Holden heads to Broadway Street to try to pick up a record for his sister Phoebe called "Little Shirley Beans." It's about a kid who lost her two front teeth and is too embarrassed to leave her house.
Holden sees a sort of poor-looking family come out of church and walk in front of him. The mother and father aren't really paying attention to their six-year-old kid, who is singing, "If a body catch a body coming through the rye."
This makes Holden feel better – not so depressed.
He makes it to a crowded Broadway street by about noon, irritated by the fact that everyone so obviously wants to go the movies. It's one thing if there's nothing else to do, but actually wanting to go is nuts.
Holden makes it to a record store and pays five dollars for an apparently rare copy of "Little Shirley Beans."
He then makes it into a phone booth to call Jane, but hangs up when her mother answers the phone.
Instead, he buys orchestra seats for a show called "I Know My Love," which he figures Sally will go nuts over because it has the Lunts (famous actors) in it.
This leads Holden into a digression on show actors. Most of them suck, and if they don't, then they know it, and that makes them bad.

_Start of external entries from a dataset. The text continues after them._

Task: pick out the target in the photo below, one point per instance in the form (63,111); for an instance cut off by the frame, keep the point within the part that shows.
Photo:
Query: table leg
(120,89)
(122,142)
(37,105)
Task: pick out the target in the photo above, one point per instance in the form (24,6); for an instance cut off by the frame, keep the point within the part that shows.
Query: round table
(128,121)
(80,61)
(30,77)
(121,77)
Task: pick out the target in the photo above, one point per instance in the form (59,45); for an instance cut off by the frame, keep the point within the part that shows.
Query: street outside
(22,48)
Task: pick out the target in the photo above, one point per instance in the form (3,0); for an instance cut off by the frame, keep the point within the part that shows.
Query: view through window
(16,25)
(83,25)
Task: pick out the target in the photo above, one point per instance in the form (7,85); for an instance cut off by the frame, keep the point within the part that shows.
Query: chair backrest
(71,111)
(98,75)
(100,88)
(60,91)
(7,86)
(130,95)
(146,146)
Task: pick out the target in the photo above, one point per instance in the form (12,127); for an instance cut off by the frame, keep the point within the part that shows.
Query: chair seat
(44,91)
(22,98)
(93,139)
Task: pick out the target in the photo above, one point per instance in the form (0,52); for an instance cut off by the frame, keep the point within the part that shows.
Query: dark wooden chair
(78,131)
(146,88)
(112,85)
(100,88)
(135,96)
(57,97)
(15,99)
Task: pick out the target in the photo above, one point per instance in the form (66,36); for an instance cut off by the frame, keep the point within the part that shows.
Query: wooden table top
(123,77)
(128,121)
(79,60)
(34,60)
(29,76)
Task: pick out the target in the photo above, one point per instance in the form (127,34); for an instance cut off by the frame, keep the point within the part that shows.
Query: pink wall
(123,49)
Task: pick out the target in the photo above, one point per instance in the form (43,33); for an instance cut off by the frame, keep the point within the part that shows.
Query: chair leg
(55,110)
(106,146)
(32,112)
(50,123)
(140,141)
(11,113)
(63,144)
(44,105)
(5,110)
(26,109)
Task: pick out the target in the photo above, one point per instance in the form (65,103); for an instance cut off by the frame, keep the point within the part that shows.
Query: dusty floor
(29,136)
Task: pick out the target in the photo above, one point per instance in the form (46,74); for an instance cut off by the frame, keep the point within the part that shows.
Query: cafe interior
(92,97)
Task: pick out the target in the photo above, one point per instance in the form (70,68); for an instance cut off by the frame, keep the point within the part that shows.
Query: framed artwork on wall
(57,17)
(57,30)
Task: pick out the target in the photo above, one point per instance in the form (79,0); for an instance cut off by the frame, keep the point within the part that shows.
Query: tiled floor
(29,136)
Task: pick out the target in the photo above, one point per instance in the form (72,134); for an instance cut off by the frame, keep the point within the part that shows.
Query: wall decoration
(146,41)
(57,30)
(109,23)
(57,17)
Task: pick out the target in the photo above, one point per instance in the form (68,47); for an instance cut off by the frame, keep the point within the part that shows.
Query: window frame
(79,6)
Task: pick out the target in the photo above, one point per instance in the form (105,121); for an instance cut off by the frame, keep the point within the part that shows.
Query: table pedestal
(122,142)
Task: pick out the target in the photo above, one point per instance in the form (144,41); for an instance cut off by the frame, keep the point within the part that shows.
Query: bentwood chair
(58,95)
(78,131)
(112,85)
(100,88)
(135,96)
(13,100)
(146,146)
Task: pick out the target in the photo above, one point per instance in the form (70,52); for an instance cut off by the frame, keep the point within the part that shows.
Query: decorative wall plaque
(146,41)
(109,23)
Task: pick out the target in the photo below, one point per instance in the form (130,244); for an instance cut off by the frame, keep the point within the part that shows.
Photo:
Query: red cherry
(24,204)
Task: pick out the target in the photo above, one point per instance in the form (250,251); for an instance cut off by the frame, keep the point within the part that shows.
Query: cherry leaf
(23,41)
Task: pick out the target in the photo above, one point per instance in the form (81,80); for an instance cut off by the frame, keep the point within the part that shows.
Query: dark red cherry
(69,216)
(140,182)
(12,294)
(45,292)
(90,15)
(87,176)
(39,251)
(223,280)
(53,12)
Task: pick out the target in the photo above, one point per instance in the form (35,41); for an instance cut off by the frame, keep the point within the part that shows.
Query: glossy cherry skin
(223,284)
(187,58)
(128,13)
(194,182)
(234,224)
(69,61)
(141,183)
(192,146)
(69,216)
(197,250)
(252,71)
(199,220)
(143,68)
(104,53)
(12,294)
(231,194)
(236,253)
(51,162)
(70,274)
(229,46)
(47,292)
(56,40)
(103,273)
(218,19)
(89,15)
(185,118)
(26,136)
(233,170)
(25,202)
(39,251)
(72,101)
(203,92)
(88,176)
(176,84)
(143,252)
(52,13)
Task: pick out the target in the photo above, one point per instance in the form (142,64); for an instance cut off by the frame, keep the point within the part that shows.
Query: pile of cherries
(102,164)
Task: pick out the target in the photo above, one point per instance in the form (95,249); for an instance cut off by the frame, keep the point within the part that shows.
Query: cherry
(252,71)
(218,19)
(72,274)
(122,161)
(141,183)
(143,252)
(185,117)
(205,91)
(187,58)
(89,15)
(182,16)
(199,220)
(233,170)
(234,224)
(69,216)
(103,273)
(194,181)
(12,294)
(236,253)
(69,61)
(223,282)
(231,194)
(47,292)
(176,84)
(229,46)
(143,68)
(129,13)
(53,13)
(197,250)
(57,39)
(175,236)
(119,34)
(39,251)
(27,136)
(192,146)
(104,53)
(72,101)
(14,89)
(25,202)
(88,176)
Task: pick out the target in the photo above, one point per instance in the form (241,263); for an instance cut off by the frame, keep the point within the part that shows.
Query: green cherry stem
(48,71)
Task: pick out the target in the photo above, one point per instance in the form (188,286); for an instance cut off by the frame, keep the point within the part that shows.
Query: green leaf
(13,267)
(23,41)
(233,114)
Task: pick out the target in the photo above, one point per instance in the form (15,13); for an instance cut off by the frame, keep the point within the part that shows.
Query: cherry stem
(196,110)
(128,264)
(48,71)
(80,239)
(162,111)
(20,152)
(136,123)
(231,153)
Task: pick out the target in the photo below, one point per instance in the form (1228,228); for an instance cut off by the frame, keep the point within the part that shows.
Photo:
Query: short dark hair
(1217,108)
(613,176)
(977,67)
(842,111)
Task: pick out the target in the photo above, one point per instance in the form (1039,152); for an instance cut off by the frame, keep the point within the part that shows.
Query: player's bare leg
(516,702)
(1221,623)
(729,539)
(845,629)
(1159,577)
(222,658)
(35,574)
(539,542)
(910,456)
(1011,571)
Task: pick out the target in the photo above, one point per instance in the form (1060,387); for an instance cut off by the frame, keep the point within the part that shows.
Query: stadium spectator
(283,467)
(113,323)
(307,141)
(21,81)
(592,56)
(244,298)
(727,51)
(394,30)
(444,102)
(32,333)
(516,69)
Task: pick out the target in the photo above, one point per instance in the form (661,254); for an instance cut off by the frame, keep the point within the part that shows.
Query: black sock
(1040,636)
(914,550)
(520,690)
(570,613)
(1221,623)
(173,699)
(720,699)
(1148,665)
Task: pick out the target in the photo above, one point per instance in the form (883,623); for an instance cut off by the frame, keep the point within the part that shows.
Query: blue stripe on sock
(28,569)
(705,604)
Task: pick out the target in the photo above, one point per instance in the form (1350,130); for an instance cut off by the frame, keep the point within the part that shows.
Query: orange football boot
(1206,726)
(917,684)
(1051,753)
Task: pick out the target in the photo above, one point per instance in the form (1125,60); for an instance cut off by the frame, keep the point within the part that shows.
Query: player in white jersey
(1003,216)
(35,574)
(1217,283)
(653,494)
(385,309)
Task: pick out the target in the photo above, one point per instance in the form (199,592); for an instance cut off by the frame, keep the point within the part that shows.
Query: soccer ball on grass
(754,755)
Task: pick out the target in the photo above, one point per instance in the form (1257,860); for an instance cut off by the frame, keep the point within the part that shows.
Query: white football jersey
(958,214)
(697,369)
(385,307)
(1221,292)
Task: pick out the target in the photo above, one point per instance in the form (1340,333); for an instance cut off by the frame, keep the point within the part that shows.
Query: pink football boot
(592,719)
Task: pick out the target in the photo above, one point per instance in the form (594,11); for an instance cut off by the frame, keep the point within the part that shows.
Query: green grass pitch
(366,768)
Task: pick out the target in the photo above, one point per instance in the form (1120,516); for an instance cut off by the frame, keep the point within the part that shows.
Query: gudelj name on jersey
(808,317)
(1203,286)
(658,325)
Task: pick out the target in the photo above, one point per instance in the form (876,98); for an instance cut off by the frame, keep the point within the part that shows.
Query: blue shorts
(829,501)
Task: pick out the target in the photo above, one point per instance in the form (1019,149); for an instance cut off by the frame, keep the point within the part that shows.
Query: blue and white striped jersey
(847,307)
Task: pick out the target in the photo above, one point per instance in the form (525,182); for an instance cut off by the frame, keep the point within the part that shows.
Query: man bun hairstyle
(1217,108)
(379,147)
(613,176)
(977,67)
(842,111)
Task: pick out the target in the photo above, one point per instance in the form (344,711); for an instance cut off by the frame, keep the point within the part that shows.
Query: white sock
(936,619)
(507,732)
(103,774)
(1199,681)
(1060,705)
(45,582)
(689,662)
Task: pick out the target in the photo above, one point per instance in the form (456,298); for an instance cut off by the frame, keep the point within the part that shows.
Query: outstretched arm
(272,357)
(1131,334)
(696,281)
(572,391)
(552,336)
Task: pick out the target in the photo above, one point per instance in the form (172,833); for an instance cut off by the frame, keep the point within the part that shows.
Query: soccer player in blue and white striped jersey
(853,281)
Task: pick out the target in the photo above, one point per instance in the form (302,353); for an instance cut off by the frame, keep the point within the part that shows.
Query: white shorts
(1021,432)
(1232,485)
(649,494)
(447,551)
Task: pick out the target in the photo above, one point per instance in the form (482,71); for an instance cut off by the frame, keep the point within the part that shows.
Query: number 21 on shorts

Case in point, Sir Laurence Olivier playing Hamlet. Holden says Hamlet is supposed to be a sad, screwed-up guy, not a commanding general-type like Olivier played it.
Holden heads over to the Mall (as in an outside area without cars, not as in an indoor shopping mall) hoping to run into Phoebe in the park.
He runs into a little kid about his sister's age and asks her if she knows Phoebe Caulfield.
She does, but isn't sure where Phoebe is. Holden helps her tighten her skates. She's a nice kid, and he asks her if she wants to have hot chocolate, but she declines, as she has to go meet her friend. Holden thinks this is just awesome.
Holden heads over to the Museum of Natural History (the little girl in the park disclosed that there have been some recent field trips here). He remembers going himself on Saturdays when he was a kid. Mostly, he learned about Columbus.
Holden has always been a big fan of the museum, especially "the Indian Room," a long, quiet hallway you walk through with Native American displays on either side. The best thing is that everything would stay as it would – you kept changing, but the displays wouldn't.
Holden puts his red hunting hat on, adding that he's sure he won't see anybody who knows him anyway.
Certain things, he muses, ought to be able to stay just as they are, without having to change.
He passes two unbalanced kids on a seesaw and tries to even out their weight by putting his hand on the side of the skinnier kid. He can tell they don't want him around, though, so he leaves.
When he finally gets to the museum, it doesn't appeal to him anymore. So he gets in the cab and heads for the Biltmore – not that he wants to go, but he promised Sally.